Tagung

Interdisziplinäre Tagung

Universität Graz | Zentrum für Kulturwissenschaften | Institut für Germanistik
Universität Hamburg | Institut für Allgemeine Soziologie

Feuilleton.

Schreiben an der Schnittstelle
zwischen Journalismus und Literatur

26. – 28. November 2015
Medienzentrum Steiermark, Alte Universität,
Hofgasse 16, 8010 Graz und
Space04 im Kunsthaus Graz, Lendkai 1, 8020 Graz

Zu Beginn des 19. Jahrhunderts entsteht in der Pariser Presse das neue Feuilleton-Ressort und mit ihm der ‚Feuilletonismus‘, also jene Schreibweise, die sich in den Jahren nach 1830 zur polyfunktionalen Gattung des Feuilletons verfestigt.
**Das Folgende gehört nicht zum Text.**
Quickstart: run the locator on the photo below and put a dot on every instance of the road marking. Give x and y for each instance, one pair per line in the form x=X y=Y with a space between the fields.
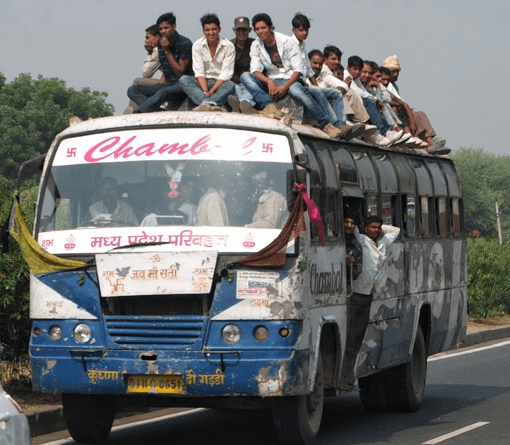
x=455 y=433
x=68 y=440
x=471 y=351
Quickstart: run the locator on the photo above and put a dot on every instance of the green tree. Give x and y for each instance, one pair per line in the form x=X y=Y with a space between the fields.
x=34 y=111
x=485 y=181
x=488 y=281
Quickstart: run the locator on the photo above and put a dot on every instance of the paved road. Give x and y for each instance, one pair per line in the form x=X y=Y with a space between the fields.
x=467 y=399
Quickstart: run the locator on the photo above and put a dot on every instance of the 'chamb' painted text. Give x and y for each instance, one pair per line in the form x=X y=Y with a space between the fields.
x=114 y=147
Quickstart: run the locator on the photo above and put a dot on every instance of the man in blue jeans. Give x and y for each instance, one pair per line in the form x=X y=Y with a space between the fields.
x=174 y=53
x=276 y=69
x=301 y=29
x=213 y=63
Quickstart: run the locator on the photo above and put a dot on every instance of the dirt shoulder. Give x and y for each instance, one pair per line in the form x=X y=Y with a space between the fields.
x=496 y=321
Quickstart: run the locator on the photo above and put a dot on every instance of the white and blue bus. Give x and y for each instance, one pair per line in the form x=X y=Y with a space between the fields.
x=164 y=313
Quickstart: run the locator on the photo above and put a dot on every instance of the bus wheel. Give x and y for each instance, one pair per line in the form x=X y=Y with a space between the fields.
x=298 y=419
x=373 y=392
x=406 y=383
x=89 y=417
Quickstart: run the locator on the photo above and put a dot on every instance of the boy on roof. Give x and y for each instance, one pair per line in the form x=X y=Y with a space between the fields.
x=174 y=53
x=213 y=63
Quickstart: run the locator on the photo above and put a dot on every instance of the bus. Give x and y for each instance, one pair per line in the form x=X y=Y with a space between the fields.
x=173 y=299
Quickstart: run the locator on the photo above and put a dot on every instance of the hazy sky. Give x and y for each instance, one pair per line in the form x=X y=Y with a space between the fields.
x=454 y=54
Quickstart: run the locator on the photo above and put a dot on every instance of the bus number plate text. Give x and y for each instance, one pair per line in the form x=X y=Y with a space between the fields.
x=155 y=384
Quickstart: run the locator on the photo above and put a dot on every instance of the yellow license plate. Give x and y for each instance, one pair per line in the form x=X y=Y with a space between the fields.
x=155 y=384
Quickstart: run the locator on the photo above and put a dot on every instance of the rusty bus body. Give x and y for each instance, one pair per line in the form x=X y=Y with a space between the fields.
x=160 y=317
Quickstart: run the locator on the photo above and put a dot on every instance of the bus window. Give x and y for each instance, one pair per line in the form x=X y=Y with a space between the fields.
x=426 y=208
x=346 y=167
x=389 y=210
x=441 y=217
x=331 y=215
x=387 y=175
x=455 y=206
x=366 y=172
x=409 y=215
x=372 y=204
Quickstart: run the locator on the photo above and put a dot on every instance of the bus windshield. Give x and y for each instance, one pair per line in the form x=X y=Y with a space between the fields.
x=109 y=190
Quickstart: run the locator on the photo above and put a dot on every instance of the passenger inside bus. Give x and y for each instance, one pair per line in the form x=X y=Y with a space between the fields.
x=174 y=207
x=212 y=210
x=110 y=209
x=271 y=211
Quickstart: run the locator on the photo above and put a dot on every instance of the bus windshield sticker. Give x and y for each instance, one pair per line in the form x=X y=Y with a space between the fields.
x=256 y=284
x=155 y=273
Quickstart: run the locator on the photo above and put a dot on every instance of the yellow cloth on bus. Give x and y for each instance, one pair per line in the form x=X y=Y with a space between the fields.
x=36 y=257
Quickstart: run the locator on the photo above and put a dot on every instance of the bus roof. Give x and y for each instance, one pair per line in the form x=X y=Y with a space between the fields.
x=213 y=119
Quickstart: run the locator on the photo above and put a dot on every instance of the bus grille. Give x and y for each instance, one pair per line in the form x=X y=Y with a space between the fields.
x=160 y=331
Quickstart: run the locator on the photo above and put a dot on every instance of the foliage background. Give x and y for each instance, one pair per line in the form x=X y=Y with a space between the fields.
x=32 y=113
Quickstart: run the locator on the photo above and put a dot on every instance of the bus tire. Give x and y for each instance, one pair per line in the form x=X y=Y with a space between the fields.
x=372 y=392
x=89 y=417
x=297 y=419
x=406 y=383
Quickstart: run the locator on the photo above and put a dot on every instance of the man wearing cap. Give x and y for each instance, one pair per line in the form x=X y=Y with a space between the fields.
x=424 y=128
x=242 y=101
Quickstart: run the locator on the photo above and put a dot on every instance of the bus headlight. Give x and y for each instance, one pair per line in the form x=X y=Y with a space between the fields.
x=231 y=334
x=55 y=332
x=82 y=333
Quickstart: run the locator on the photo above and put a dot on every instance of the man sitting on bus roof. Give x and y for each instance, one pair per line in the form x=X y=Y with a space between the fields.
x=151 y=64
x=242 y=101
x=174 y=52
x=213 y=63
x=424 y=129
x=361 y=74
x=275 y=71
x=333 y=96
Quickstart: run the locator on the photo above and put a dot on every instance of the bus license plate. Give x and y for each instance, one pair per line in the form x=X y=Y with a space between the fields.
x=155 y=384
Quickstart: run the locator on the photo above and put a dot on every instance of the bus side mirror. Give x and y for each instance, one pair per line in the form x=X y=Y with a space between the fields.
x=299 y=176
x=29 y=168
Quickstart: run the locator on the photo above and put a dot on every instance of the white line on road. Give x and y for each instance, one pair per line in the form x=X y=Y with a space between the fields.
x=69 y=440
x=471 y=351
x=455 y=433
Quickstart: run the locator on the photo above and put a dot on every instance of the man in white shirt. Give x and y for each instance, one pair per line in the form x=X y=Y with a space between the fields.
x=323 y=96
x=375 y=243
x=276 y=69
x=150 y=65
x=213 y=64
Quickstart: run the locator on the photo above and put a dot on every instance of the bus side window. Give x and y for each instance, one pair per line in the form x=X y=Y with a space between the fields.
x=389 y=210
x=425 y=215
x=455 y=207
x=409 y=215
x=315 y=196
x=371 y=204
x=331 y=214
x=441 y=217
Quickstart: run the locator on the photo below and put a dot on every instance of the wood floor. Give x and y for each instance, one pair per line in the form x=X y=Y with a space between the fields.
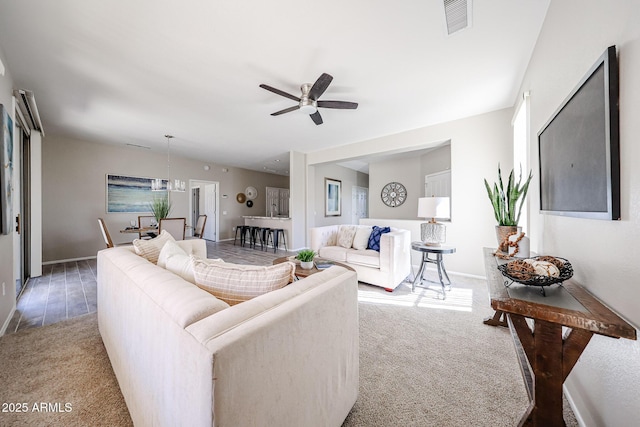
x=68 y=290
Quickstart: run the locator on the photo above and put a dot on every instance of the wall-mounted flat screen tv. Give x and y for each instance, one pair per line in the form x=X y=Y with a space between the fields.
x=579 y=148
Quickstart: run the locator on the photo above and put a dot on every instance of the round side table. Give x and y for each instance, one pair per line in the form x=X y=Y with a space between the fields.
x=438 y=251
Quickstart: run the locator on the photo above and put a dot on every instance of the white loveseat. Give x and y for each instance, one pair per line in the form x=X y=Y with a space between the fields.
x=285 y=358
x=386 y=268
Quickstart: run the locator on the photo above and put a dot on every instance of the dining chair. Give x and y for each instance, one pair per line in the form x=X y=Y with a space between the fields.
x=145 y=221
x=199 y=230
x=174 y=226
x=107 y=236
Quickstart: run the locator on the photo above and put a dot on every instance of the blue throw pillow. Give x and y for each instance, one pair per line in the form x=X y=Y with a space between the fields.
x=374 y=238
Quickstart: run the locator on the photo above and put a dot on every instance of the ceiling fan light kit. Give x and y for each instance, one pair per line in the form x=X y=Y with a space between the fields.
x=308 y=101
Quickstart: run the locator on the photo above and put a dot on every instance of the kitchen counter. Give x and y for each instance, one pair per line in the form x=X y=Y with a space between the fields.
x=266 y=217
x=269 y=222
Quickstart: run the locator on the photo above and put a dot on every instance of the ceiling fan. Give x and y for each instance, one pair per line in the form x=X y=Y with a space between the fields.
x=308 y=102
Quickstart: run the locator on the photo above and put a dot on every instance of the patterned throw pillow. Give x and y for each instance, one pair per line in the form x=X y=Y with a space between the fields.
x=374 y=238
x=150 y=249
x=234 y=283
x=361 y=239
x=346 y=233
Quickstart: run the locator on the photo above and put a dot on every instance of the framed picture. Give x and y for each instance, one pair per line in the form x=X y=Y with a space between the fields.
x=333 y=197
x=6 y=160
x=131 y=194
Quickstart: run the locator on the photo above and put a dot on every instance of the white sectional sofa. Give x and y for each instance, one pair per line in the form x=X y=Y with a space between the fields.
x=386 y=268
x=182 y=357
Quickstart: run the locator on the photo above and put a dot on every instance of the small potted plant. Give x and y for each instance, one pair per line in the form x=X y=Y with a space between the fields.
x=305 y=257
x=507 y=205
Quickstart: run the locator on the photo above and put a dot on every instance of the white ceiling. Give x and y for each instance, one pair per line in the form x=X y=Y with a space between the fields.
x=123 y=71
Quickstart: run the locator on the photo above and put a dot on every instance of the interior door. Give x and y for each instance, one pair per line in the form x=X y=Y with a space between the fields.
x=195 y=205
x=21 y=209
x=359 y=203
x=210 y=209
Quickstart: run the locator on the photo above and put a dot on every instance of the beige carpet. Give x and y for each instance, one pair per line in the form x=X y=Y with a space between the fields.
x=424 y=362
x=62 y=373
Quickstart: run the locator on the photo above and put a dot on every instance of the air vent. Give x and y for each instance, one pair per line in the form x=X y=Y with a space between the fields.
x=457 y=14
x=138 y=146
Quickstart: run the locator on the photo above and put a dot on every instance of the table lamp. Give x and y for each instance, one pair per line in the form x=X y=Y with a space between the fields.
x=433 y=233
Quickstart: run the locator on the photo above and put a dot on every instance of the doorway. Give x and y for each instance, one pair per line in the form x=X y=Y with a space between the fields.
x=359 y=203
x=203 y=199
x=22 y=210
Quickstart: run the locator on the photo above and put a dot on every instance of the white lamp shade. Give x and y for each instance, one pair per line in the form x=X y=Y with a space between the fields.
x=433 y=207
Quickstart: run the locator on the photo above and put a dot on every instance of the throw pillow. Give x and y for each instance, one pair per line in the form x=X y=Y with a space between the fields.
x=182 y=266
x=361 y=239
x=374 y=238
x=234 y=283
x=346 y=233
x=150 y=249
x=168 y=250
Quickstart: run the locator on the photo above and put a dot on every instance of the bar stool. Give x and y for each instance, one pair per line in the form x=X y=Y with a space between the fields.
x=254 y=235
x=242 y=229
x=263 y=233
x=274 y=234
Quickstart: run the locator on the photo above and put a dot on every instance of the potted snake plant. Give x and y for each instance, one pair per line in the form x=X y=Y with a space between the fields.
x=305 y=257
x=507 y=203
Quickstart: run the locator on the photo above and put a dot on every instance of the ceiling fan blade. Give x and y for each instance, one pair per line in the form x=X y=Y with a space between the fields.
x=279 y=92
x=320 y=86
x=286 y=110
x=316 y=117
x=338 y=104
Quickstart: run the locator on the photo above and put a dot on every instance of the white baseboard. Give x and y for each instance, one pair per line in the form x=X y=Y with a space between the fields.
x=574 y=407
x=68 y=260
x=7 y=321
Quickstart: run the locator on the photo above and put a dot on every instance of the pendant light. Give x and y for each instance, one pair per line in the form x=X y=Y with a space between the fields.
x=176 y=185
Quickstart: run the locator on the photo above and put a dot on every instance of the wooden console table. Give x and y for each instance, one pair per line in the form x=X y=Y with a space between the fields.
x=546 y=356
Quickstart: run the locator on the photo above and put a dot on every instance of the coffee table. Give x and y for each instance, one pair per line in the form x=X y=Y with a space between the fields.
x=301 y=273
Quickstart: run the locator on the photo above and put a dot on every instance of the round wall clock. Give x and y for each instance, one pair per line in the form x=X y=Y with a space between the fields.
x=393 y=194
x=251 y=193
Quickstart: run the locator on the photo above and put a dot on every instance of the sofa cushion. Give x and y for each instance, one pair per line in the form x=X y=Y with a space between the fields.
x=367 y=257
x=150 y=249
x=335 y=253
x=346 y=233
x=361 y=239
x=169 y=249
x=374 y=239
x=234 y=283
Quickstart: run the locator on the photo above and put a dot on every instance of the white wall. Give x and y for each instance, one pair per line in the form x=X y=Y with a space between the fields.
x=407 y=172
x=477 y=145
x=8 y=299
x=74 y=192
x=605 y=384
x=348 y=178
Spätestens seit der Mitte des 19. Jahrhunderts etabliert sich das Genre als ein fester Bestandteil der Zeitung auch in der deutschsprachigen Publizistik und präsentiert sich dort in immer neuen inhaltlichen und formalen Varianten.

Im publizistischen Medium der Zeitung übernimmt das Feuilleton die Rolle eines ästhetischen Gegendiskurses zum ‚Faktischen‘ und Tagespolitischen der übrigen Zeitungsteile und generiert damit einen ‚Möglichkeitsraum‘, der die Mechanismen des klassischen Journalismus zu unterlaufen vermag. Zugleich agiert das Feuilleton trotz seines intentional ästhetischen Charakters nie autonom, ist es doch von Beginn an durch eine mehrfache diskursive und generische Bezogenheit charakterisiert. So unterliegt es zuerst der Ökonomie und politischen Linie des ‚Unternehmens‘ Zeitung. Aber auch gattungspoetologisch betrachtet firmiert das Feuilleton als ‚Hybrid’, der seine spezifische Gestalt in Zusammenführung unterschiedlicher literarischer und publizistischer Textfunktionen und Formtraditionen ausbildet.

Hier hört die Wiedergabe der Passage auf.